How Will A Divorce In Florida Damage My Credit Score?
A divorce typically sends a couple into turmoil, and one of the casualties is often the spouses’ credit scores. Most spouses have their finances intertwined. The mortgage may be in both names, there may be joint credit cards, or one spouse may be an authorized user on the other spouse’s credit cards.
Once the divorce is final, the divorce decree will specify which spouse is responsible for specific marital debts. However, if one of the spouses does not pay those debts, it usually hurts the credit scores of both spouses, not just the spouse responsible under the divorce decree. If both spouses are listed as being responsible for a debt, and one spouse is unwilling or unable to pay the debt, the creditor views the debt as being the responsibility of both spouses, so the failure to pay will be reported on the credit reports of both spouses.

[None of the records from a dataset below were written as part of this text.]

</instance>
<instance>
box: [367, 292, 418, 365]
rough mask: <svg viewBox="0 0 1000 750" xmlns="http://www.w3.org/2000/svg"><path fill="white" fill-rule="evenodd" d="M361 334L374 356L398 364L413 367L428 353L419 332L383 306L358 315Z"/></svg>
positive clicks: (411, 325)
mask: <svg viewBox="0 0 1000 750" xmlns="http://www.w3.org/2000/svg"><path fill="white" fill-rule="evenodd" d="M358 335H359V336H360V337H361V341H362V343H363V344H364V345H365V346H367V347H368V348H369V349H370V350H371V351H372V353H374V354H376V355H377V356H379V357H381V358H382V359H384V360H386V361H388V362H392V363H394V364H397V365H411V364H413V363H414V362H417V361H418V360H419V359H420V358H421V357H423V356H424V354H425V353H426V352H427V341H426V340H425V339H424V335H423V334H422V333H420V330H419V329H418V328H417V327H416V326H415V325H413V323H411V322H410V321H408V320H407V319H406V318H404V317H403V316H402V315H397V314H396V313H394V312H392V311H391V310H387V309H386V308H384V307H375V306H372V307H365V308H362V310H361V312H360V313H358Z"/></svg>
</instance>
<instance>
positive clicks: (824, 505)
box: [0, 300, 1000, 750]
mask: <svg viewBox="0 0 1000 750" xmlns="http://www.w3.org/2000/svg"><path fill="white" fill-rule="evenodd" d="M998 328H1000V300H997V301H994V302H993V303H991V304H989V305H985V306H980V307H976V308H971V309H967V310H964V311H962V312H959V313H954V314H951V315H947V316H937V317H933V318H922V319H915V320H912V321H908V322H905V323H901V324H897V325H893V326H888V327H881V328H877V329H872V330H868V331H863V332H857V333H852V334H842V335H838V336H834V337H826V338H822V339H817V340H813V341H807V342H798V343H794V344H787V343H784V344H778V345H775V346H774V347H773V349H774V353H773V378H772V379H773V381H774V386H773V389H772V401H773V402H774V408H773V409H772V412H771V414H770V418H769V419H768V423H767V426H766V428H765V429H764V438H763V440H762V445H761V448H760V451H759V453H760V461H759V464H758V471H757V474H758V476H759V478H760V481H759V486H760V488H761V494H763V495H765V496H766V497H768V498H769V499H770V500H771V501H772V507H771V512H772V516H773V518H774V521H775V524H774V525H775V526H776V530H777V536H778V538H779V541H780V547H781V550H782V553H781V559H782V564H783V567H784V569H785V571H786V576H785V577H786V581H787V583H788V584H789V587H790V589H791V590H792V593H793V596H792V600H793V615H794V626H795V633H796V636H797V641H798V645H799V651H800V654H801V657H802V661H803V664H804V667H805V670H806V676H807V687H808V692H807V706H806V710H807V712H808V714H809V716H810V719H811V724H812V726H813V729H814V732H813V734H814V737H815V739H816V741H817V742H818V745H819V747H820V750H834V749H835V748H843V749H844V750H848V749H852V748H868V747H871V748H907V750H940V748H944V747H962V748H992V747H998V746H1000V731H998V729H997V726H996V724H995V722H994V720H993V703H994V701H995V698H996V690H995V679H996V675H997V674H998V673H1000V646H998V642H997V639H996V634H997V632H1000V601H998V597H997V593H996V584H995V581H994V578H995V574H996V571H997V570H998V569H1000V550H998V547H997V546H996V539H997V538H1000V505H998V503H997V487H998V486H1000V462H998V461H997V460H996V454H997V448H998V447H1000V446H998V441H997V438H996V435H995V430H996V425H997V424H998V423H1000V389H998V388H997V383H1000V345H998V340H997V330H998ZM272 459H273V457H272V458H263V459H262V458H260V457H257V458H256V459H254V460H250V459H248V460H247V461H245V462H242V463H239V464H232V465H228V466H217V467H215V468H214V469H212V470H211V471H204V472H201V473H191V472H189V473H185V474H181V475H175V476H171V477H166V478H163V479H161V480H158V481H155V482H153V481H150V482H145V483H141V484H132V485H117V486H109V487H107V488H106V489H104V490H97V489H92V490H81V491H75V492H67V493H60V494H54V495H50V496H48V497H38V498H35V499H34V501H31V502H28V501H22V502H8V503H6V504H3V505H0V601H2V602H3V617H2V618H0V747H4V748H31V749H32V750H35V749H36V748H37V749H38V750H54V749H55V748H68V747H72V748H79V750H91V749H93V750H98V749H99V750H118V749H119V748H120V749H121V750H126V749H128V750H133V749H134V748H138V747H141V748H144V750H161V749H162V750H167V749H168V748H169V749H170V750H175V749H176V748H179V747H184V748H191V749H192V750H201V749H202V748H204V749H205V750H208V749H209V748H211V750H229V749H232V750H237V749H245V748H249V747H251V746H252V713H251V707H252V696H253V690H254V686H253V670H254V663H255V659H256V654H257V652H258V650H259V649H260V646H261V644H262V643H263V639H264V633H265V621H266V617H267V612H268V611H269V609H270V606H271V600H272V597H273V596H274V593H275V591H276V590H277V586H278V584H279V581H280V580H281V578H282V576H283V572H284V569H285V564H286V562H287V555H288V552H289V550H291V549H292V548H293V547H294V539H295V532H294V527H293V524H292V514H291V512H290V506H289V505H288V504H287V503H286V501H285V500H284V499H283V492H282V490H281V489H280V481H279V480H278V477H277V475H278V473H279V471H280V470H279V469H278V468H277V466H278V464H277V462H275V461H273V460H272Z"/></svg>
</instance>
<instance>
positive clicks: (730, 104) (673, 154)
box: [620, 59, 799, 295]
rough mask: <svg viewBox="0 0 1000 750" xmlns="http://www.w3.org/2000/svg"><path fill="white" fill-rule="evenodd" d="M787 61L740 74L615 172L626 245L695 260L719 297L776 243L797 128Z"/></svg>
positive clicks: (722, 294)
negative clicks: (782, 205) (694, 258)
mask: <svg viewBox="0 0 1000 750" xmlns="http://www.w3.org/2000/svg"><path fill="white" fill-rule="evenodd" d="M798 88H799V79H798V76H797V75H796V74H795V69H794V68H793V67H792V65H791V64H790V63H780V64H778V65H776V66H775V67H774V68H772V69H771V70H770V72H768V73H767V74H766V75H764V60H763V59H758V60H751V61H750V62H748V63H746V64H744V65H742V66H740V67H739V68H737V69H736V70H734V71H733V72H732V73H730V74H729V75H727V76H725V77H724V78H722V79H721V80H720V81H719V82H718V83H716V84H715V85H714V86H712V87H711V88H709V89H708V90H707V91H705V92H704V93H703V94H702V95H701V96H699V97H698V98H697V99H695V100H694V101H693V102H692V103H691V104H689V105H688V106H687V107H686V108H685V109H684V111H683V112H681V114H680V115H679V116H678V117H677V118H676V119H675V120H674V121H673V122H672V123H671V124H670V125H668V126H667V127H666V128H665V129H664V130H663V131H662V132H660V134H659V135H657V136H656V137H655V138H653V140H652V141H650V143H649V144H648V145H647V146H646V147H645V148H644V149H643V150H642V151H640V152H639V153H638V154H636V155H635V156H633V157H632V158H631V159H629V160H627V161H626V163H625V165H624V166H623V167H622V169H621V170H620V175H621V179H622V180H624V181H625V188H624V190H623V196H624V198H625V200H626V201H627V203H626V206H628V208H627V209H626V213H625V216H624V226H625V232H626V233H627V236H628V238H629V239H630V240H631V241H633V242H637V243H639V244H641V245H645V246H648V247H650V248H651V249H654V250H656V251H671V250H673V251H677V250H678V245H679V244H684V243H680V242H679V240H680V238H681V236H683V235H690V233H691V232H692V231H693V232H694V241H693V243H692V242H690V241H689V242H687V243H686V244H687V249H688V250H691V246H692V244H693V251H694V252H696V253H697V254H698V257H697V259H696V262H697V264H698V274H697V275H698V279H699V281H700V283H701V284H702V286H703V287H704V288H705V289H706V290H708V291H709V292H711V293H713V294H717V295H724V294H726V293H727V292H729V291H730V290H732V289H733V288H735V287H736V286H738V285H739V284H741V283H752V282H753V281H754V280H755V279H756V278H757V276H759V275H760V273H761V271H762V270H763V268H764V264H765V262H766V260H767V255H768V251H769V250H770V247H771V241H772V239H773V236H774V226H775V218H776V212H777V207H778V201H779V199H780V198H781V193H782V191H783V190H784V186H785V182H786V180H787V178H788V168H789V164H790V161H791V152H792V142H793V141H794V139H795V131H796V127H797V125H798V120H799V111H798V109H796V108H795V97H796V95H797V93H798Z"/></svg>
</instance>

If you are going through a divorce, you are probably concerned that your ex will not pay the marital debts assigned to him or her under the divorce decree. So what can you do to avoid a reduction in your credit score after divorce? If possible, you should attempt to pay off and close joint accounts. You can also try to convert joint accounts to individual accounts wherever possible. If that is not possible, you may consider monitoring the account. If you see a payment has not been made, you can ask your spouse about it, or consider making the payment yourself. You may be able to recover those payments, depending on what your divorce decree says.